The FCC recently formally approved the merger between T-Mobile and Sprint, and today, the "New T-Mobile" is talking about its first Un-carrier announcement for that planned merger. T-Mobile's CEO, John Legere, had a lot to talk about in the wireless carrier's "moves". Today's announcement was more than just one announcement, but chief executive had quite a bit to go over.
Legere went over the majority of details regarding the merger, talking about "more innovation," "lower prices," and so on. Whether or not that actually pans out remains to be seen.
All of the announcements are under the "5G for Good" banner. T-Mobile will have 14 times more capacity after the merger with Sprint (and it will be impossible without the merger), which the carrier says will make it easier to roll out 5G coverage. 200 million people will be covered by T-Mobile's 600 MHz 5G coverage, which launches on December 6. The Galaxy Note 10+ 5G OnePlus 7T Pro 5G will be the wireless network's two handsets that offer 5G access.
5,000 cities and towns will be covered this year by T-Mobile when its 5G network launches launches. 90% of Americans will have access to 100Mbps speeds on their supported devices. You can find T-Mobile's 5G coverage map below.
But let's go into the announcements. That started with first responders. The "Connecting Heroes Initiative" aims to help first responders stay connected. This is a 10-year plan to give first responders, both public and private, with unlimited talk, text, and smartphone data at no additional cost to them. Legere says that's $7.7 billion back into these organizations' budgets — but only after the merger closes.
The next announcement is about keeping the youth of the United States connected, giving them access to the internet. Home broadband is one area that T-Mobile wants to tackle, too, and the merger with Sprint can make that a possibility. This is "Project 10 Million". A program that will "connect 10 million households" over the next 5 years "for free".
$10 billion is the investment, and T-Mobile says it will reach one in three households with this initiative to give kids (and their parents) access to the internet. Free service, with 100GB per year with free mobile Wi-Fi hotspots. T-Mobile will cover the cost for some smartphones and tablets. And as soon as someone signs up for the service, they will have free coverage for five years.

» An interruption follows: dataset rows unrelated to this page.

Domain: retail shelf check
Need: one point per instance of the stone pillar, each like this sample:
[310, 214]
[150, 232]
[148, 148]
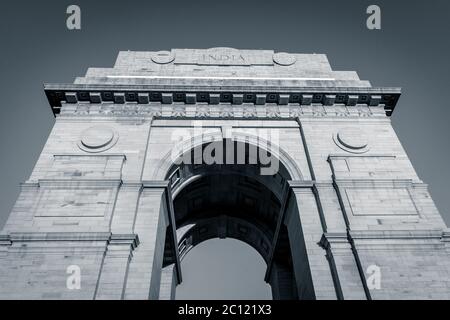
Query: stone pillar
[144, 274]
[113, 274]
[169, 282]
[304, 224]
[344, 267]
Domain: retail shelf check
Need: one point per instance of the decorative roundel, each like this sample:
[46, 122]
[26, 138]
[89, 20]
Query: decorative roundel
[163, 57]
[284, 59]
[352, 140]
[97, 139]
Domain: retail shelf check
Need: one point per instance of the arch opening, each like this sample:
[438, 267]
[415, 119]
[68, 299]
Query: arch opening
[223, 269]
[233, 201]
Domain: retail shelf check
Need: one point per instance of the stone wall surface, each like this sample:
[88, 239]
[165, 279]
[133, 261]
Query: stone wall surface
[101, 196]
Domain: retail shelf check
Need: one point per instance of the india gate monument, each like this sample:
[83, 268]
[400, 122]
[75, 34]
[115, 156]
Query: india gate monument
[168, 149]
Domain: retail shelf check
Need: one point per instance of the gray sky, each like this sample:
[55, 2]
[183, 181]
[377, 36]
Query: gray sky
[411, 51]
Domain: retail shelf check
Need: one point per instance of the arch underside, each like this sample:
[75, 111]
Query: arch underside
[233, 201]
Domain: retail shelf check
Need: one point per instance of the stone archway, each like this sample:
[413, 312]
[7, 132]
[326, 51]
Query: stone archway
[235, 201]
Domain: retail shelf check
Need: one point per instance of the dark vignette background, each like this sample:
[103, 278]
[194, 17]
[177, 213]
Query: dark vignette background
[411, 51]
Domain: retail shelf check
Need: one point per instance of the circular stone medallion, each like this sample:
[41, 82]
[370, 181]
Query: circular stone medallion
[284, 59]
[163, 57]
[97, 139]
[352, 140]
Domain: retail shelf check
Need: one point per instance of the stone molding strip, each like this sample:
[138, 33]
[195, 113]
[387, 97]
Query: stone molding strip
[120, 94]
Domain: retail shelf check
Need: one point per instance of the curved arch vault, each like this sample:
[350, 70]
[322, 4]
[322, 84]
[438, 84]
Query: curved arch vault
[236, 201]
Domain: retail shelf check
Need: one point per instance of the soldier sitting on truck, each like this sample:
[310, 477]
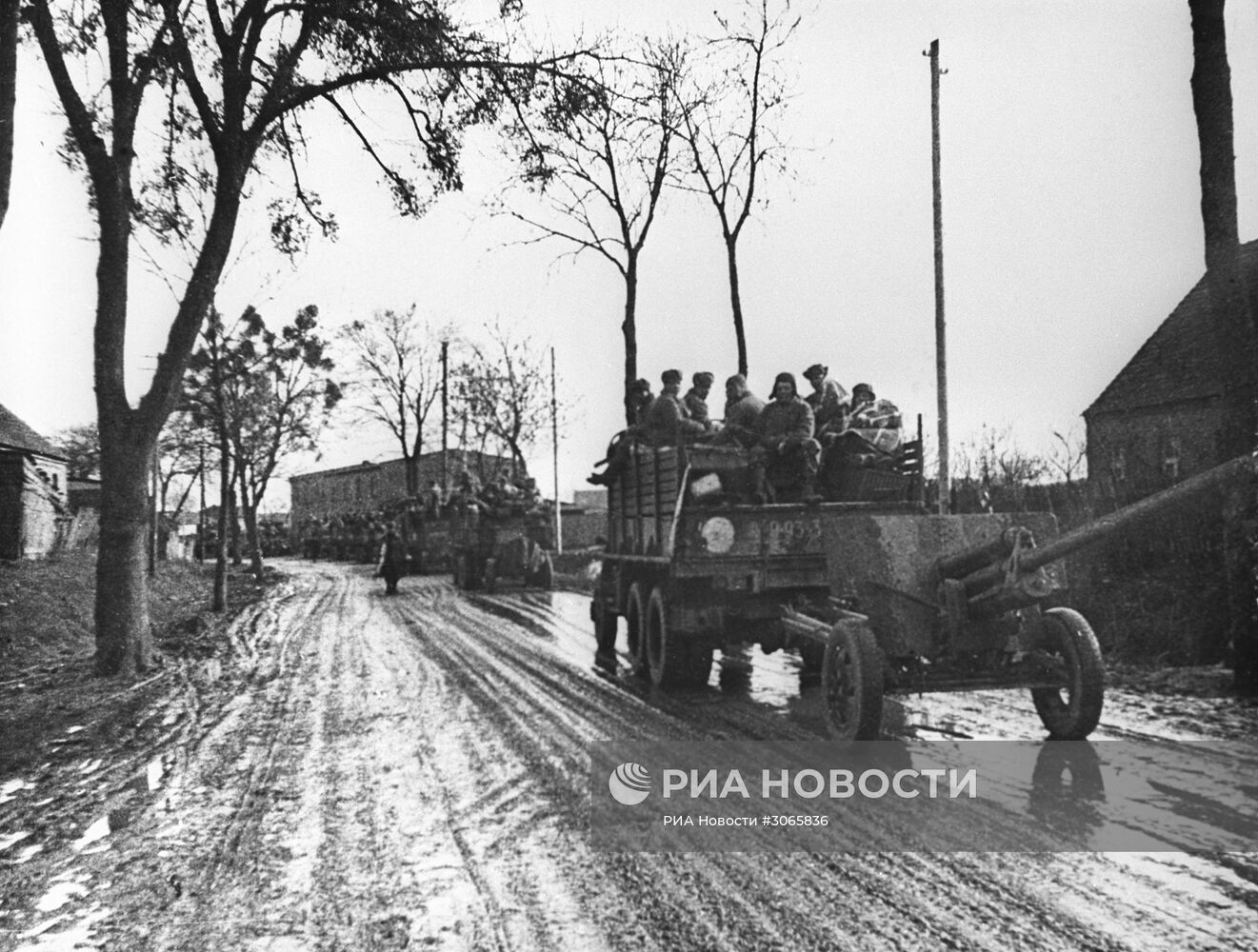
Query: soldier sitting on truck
[785, 453]
[696, 398]
[669, 420]
[829, 400]
[873, 430]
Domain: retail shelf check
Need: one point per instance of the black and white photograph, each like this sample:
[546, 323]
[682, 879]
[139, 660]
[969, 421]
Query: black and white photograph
[535, 474]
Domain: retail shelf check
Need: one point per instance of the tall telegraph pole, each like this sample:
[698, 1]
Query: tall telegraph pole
[940, 329]
[446, 416]
[559, 518]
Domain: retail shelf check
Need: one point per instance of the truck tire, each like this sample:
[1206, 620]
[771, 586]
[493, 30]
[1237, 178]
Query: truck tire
[811, 657]
[672, 659]
[604, 625]
[851, 683]
[544, 575]
[1072, 713]
[635, 627]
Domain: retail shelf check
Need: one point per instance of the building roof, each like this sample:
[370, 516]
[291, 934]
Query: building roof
[1179, 363]
[15, 434]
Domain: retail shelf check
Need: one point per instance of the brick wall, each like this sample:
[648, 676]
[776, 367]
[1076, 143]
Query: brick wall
[371, 486]
[1137, 451]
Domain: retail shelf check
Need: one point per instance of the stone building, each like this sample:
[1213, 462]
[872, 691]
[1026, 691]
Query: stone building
[368, 486]
[1161, 418]
[34, 509]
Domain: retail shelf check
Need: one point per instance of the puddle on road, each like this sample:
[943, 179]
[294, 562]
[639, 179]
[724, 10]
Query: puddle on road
[78, 936]
[10, 788]
[59, 894]
[8, 839]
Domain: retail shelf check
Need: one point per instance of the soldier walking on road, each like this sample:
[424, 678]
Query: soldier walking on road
[741, 410]
[392, 560]
[829, 400]
[669, 420]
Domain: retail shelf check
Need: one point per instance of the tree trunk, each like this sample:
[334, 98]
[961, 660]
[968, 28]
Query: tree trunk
[124, 635]
[220, 545]
[250, 508]
[1231, 322]
[629, 328]
[8, 96]
[731, 253]
[234, 527]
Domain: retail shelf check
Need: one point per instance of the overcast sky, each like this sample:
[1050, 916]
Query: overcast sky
[1070, 211]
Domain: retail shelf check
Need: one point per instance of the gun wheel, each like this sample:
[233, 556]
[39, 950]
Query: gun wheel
[851, 683]
[604, 625]
[635, 627]
[1070, 713]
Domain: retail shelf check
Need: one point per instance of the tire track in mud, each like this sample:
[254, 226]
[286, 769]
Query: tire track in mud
[964, 901]
[412, 772]
[202, 873]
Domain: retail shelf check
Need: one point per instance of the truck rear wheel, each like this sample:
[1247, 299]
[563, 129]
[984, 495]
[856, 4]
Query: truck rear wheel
[635, 627]
[672, 659]
[851, 683]
[543, 576]
[604, 625]
[1072, 713]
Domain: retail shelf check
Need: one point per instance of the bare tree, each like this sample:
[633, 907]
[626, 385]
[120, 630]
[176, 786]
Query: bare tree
[731, 100]
[399, 363]
[263, 395]
[169, 102]
[8, 96]
[1067, 457]
[599, 153]
[82, 447]
[1230, 316]
[505, 388]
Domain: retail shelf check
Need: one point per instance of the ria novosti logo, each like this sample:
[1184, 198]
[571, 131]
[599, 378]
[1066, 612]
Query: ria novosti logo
[629, 783]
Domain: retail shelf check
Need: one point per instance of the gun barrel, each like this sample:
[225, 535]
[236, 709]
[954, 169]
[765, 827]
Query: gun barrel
[1106, 526]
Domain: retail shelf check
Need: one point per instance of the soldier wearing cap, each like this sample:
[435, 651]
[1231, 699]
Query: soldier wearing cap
[667, 419]
[639, 400]
[696, 398]
[829, 400]
[784, 439]
[874, 423]
[741, 410]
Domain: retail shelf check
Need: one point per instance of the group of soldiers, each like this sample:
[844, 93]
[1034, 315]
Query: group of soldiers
[359, 536]
[790, 435]
[504, 494]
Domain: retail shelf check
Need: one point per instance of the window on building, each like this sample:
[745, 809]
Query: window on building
[1171, 458]
[1119, 465]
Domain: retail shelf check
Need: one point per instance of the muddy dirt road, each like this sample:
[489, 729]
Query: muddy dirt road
[411, 772]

With the merger, and to foster competition and drive down prices, "T-Mobile Connect" will see the "lowest prices ever". The lowest cost plan will be sliced in half, going for $15 per month. Customers will save "at least $180 every year". That plan will offer unlimited talk and text, as well as 5G access. T-Mobile says the "slashed price" will "stay slashed" for at least five years.
"The Annual Data Upgrade" is meant to address folks who use more data every year. Pay the same, but you'll get an additional 500MB of data per month every year. So if you have a 2GB plan, you'll get 2.5GB of data per month after the first year, and then 3GB of data the following year — without the price of your plan going up.
And that's it, so far. This was meant to be a preview for the "New T-Mobile," and, as Legere put it, to show what the new company will look like and what it will offer. These are some impressive initiatives, for sure. But what do you think? Is this merger between T-Mobile and Sprint something you want to happen?